KEMAMPUAN
Udah tahu gue playboy, tapi kalo dimodusin masih aja nge-fly.
Salah siapa, coba?
***
Semua yang ada di ruang serbaguna panik. Mereka berbondong-bondong menghampiri Mia. Yang terlihat paling histeris tentu saja Bu Ghina. Karena menjadi pengampu Mia dan Pijar, otomatis beliau yang bertanggung jawab besar terhadap mereka berdua.
"Bawa ke UKS," perintah Bu Ghina ketika beberapa murid cowok mulai mengangkat tubuh gadis itu. "Oh, atau ke rumah sakit sekalian aja?"
Heksa yang berlari kecil bersama Pijar, tahu-tahu menyahut. "Ke UKS aja, Bu. Dia paling juga pura-pura pingsan! Dasar drama queen!"
Bu Ghina menoleh. Ia berbalik, menahan langkah Pijar dan Heksa yang berniat mengikutinya. Sementara Mia sudah dibawa menuju ruang UKS oleh anggota OSIS, ia merasa perlu memberi peringatan pada dua muridnya yang baru saja membuat onar.
"Pijar," panggil Bu Ghina, membuat Pijar langsung mengangkat wajahnya. "Dan kamu, Heksa. Ibu nggak tahu apa yang sebenarnya kalian rencanakan. Tapi jelas, kejadian ini pasti sampai ke telinga Kepala Sekolah."
Pijar terdiam. Ia menunduk, namun sorot matanya masih berani menatap Bu Ghina yang terlihat marah besar.
"Ibu mau pastikan keadaan Mia dulu. Kalian tunggu di sini, sampai Ibu berhasil kabarin orang tua Mia juga." Meski kecewa berat, namun ia merasa sulit sekali memarahi Pijar. Jadi, ia akan meminta Guru BK saja yang memberi hukuman untuk mereka berdua.
Mati-matian Heksa menahan mulutnya untuk tidak mengoceh. Kalau hanya dirinya saja yang tersangkut masalah ini, masa bodoh mau dihukum seperti apa pun sudah biasa.
Namun situasinya saat ini berbeda, ada Pijar yang ia ketahui sangat respect dan menyayangi Bu Ghina.
"Lo sedih?" tanya Heksa sepeninggal Bu Ghina. Kini hanya ada mereka berdua di ruang serbaguna. "Kok nggak nangis kayak cewek-cewek pada umumnya?" Berniat mengusili Pijar, Heksa hanya mendapat lirikan tajam dari gadis itu.
Bola mata Pijar tampak kosong. Ia duduk bersila sambil menyandarkan kepalanya ke tembok. "Kira-kira keadaan Kak Mia gimana, ya?"
Heksa mendecak sebal. "Yaelah, Zom. Gue jamin Si Miapah itu baik-baik aja.
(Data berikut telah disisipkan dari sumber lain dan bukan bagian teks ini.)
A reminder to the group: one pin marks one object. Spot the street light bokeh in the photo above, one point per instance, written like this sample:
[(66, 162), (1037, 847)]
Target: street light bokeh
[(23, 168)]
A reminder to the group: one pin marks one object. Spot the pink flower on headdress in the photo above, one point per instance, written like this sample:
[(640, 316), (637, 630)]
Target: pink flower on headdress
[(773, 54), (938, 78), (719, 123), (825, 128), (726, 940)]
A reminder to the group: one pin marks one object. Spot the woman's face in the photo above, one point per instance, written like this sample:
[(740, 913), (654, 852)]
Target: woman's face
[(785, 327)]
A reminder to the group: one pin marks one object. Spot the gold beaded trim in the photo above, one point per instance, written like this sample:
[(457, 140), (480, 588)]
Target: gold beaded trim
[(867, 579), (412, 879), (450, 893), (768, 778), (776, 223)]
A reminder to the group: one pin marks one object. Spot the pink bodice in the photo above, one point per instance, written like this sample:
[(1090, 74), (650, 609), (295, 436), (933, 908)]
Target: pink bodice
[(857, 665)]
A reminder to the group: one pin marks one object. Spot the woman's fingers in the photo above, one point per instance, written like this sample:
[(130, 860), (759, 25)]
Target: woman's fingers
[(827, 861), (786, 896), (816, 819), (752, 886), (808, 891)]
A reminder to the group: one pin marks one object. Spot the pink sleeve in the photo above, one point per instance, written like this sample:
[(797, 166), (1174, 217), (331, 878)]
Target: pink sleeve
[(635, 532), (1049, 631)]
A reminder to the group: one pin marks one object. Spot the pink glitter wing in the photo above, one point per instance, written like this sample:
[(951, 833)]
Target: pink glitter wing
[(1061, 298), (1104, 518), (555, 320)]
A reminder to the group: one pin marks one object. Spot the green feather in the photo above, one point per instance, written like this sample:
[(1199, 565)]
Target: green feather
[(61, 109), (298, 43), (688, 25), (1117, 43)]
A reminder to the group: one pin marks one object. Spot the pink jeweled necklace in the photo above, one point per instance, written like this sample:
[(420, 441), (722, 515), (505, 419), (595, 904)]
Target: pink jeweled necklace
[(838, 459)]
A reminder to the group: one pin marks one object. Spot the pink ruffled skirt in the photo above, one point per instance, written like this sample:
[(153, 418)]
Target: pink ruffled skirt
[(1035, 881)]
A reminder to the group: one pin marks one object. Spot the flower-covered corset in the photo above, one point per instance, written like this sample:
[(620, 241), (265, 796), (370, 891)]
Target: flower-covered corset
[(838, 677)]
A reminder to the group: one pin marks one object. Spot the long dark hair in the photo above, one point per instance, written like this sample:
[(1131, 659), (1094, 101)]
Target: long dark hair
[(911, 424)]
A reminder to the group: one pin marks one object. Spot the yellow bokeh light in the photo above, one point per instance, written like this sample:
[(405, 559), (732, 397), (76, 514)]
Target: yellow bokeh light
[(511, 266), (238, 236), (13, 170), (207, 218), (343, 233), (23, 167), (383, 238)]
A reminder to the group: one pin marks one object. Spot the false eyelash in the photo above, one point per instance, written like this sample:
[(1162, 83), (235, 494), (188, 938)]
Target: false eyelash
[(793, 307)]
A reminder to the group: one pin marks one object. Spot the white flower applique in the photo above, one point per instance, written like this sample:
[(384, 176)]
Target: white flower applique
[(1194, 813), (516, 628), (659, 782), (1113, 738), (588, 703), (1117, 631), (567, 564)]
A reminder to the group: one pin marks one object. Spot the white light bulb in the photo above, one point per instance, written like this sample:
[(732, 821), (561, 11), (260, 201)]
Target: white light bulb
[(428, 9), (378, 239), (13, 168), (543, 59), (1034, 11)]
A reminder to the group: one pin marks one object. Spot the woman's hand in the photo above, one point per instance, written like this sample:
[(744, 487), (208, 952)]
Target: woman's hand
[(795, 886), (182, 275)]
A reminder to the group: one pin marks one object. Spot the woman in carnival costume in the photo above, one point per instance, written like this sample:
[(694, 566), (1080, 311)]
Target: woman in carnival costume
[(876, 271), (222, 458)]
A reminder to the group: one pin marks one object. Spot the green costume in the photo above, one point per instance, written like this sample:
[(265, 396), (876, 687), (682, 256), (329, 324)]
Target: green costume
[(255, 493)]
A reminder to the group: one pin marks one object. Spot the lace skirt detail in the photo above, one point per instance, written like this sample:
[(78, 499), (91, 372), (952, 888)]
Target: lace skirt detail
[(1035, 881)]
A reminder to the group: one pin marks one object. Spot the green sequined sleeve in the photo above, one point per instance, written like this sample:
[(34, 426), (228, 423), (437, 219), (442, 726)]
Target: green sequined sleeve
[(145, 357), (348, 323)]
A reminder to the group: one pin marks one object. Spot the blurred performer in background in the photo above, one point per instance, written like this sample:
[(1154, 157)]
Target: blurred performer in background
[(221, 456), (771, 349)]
Paling mentok juga lecet dikit."
"Kok lo yakin banget?" Pijar menatapnya tak percaya.
"Tahun lalu waktu PENSI, gue bahkan loncat dari panggung ke penonton." Heksa pamer dengan penuh semangat. "Lihat gue sekarang? Baik-baik aja, kan? Masih tetep ganteng?"
Tak tahu harus menanggapi bagaimana, Pijar hanya melengos. Kini otaknya sibuk memikirkan sesuatu. Tentang misi penyelamatan Kak Mia yang mungkin berhasil, meski sebagai gantinya musibah lain menimpa kakak kelasnya itu.
Dan satu yang perlu dicatat, sejak ia memiliki mata ajaib, ini pertama kalinya ada campur tangan orang lain di dalam misinya.
Sreek
Tiba-tiba Heksa menendang pelan kaki Pijar yang baru saja diluruskan. Niatnya ingin mengusili agar suasana hening di antara keduanya tidak semakin berlarut. Tapi ternyata ada tujuan lain yang membuat Heksa melakukan itu.
"Aduh!" Pijar mengerang lirih.
Heksa melirik diam-diam.
Benerkan kakinya sakit gara-gara nolong Si Miapah tadi? Cihh, apa gunanya dia menyelamatkan orang lain kalo malah bikin dirinya sendiri dalam bahaya? Bego.
"Hobi kok keseleo," ujar Heksa terdengar pedas. Ia bahkan sampai heran karena tadi Pijar masih berusaha mengejar Mia saat dibawa menuju ke ruang UKS padahal kaki gadis itu sedang terkilir. "Hobi tu main bola, basket, nyanyi, atau –"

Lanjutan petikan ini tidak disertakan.